Des sursauts radio rapides comme sonde de la matière invisible

Doctorant au Kavli Institute for Astrophysics and Space Research du MIT, Haochen Wang signe l’étude en tant que premier auteur, publiée le 21 juillet dans Physical Review Letters, aux côtés de Kiyoshi Masui, professeur associé de physique au MIT et coauteur des travaux. Les deux chercheurs ont croisé deux catalogues de données. Le premier rassemble les détections de CHIME, un radiotélescope canadien installé en Colombie-Britannique et sensible aux sursauts radio rapides, au nombre de plusieurs milliers depuis sa mise en service. Le second regroupe les mesures du relevé DESI, un instrument fixé sur le télescope Mayall, à l’observatoire de Kitt Peak en Arizona. Conçu à l’origine pour étudier l’énergie noire, cet instrument mesure aussi la position tridimensionnelle des galaxies avec une grande précision.

La densité moyenne de cette matière manquante avoisine un proton par mètre cube. Les télescopes optiques classiques ne la détectent pas à un tel niveau de dilution.

Les chercheurs ont sélectionné 2 870 sursauts dans le catalogue de CHIME, puis comparé leur dispersion à la position de plus de six millions de galaxies issues du relevé DESI. Chaque sursaut émet plusieurs longueurs d’onde à la fois. Les plus énergétiques, dites « bleues », arrivent en premier sur Terre, tandis que les plus faibles, dites « rouges », accusent un léger retard en traversant la matière.
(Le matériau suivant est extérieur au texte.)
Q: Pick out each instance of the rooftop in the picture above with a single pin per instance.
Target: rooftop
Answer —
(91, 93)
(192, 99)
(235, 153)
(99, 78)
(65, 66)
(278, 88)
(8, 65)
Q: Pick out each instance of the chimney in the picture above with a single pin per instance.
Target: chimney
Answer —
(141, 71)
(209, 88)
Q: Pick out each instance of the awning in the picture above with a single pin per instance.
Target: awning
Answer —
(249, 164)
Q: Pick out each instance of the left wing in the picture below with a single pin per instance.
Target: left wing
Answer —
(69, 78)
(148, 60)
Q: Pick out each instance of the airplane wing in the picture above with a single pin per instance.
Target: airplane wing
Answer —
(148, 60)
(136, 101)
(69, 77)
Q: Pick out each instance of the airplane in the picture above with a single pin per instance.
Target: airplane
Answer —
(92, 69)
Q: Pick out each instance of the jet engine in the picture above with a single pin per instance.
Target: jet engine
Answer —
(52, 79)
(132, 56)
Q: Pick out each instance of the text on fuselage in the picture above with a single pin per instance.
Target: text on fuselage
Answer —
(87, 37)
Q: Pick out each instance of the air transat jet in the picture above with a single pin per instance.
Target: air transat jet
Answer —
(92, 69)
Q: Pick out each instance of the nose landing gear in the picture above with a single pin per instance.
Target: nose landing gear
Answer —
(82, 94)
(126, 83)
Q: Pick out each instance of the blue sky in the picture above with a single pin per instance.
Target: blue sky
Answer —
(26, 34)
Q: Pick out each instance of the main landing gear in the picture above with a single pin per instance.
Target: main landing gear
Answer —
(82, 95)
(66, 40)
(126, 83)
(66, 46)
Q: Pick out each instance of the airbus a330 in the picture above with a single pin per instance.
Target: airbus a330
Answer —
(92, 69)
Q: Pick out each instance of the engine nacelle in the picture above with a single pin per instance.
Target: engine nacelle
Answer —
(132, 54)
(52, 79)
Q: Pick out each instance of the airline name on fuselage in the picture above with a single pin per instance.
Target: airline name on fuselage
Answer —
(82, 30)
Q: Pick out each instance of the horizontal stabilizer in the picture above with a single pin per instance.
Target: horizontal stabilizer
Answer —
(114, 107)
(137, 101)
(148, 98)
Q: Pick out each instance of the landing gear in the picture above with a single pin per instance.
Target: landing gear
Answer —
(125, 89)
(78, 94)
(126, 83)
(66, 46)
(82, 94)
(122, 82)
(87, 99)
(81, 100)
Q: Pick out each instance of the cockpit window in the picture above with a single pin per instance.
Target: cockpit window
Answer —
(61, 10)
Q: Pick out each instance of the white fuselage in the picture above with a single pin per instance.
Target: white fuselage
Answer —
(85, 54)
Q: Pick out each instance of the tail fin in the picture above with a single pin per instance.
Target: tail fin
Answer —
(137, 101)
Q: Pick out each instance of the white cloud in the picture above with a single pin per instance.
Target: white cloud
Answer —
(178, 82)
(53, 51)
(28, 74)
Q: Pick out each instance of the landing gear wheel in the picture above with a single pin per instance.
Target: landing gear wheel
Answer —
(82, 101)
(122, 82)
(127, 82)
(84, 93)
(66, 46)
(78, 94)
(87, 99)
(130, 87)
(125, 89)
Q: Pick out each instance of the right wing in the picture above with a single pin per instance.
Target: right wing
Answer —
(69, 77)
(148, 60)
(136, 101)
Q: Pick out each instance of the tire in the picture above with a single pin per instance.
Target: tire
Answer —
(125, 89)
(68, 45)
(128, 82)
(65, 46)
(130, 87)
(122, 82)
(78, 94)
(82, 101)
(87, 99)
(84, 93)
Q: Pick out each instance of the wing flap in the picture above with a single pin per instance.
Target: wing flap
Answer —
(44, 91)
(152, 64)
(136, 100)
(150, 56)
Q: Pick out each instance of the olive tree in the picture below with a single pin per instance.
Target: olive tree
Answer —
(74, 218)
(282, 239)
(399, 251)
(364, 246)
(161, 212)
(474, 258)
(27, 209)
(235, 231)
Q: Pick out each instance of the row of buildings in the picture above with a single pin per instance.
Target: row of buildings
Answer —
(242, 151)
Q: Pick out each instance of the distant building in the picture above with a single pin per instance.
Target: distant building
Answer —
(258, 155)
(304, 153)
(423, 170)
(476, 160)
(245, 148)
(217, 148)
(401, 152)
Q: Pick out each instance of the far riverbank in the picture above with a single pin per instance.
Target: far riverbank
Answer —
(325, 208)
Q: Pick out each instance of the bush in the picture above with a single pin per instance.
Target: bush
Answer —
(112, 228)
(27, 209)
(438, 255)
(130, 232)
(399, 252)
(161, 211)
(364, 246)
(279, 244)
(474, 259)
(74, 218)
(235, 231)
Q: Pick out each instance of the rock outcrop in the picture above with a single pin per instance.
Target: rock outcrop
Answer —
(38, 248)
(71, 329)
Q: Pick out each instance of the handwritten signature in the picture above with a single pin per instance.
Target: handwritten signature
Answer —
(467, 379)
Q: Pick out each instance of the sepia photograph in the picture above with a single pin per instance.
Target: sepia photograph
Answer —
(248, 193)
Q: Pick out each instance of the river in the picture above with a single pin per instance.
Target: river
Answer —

Ce décalage, mesuré avec précision, indique la quantité de gaz traversé par le signal avant son arrivée.

Schémma de la composition de l'univers, avec 4 % de "matière ordinaire" - ©Anshuman Rath / Shutterstock
Schémma de la composition de l'univers, avec 4 % de "matière ordinaire" - ©Anshuman Rath / Shutterstock

La matière manquante repérée à quatre millions d’années-lumière des galaxies

Les deux chercheurs confirment la présence de gaz baryonique autour des amas de galaxies, mais la disposition de ce gaz les surprend. Une galaxie mesure en général quelques centaines de milliers d’années-lumière de diamètre. Or l’équipe a détecté des traces de matière manquante jusqu’à quatre millions d'années-lumière au-delà, une distance supérieure aux prévisions des simulations cosmologiques. Pour Kiyoshi Masui cet écart est dû à une activité stellaire et à une activité des trous noirs plus violentes que prévu par les modèles. Selon Haochen Wang, cette dynamique ressemble à des fontaines qui repoussent le gaz loin des galaxies plutôt qu'à un phénomène confiné à leur voisinage immédiat.

Ce n’est pas la première fois que des chercheurs annoncent avoir localisé la matière manquante de l’Univers. En 2025, une équipe de l’université de Berkeley affirmait avoir détecté des filaments de gaz chauds par une méthode fondée sur le rayonnement X, sans toutefois relier cette matière à des galaxies identifiées. Cette technique restait limitée aux régions les plus denses de l’Univers, plus faciles à observer que les nuages ténus repérés par les sursauts radio rapides. La méthode du MIT franchit une étape supplémentaire, car elle associe chaque sursaut radio à des galaxies répertoriées par DESI et dresse une cartographie plus fine de la répartition du gaz.

CHIME a détecté environ 4 000 sursauts radio rapides depuis sa mise en service, mais seule une fraction a servi à cette étude. Kiyoshi Masui compte affiner la méthode à mesure que la collaboration CHIME/FRB accumulera de nouvelles détections.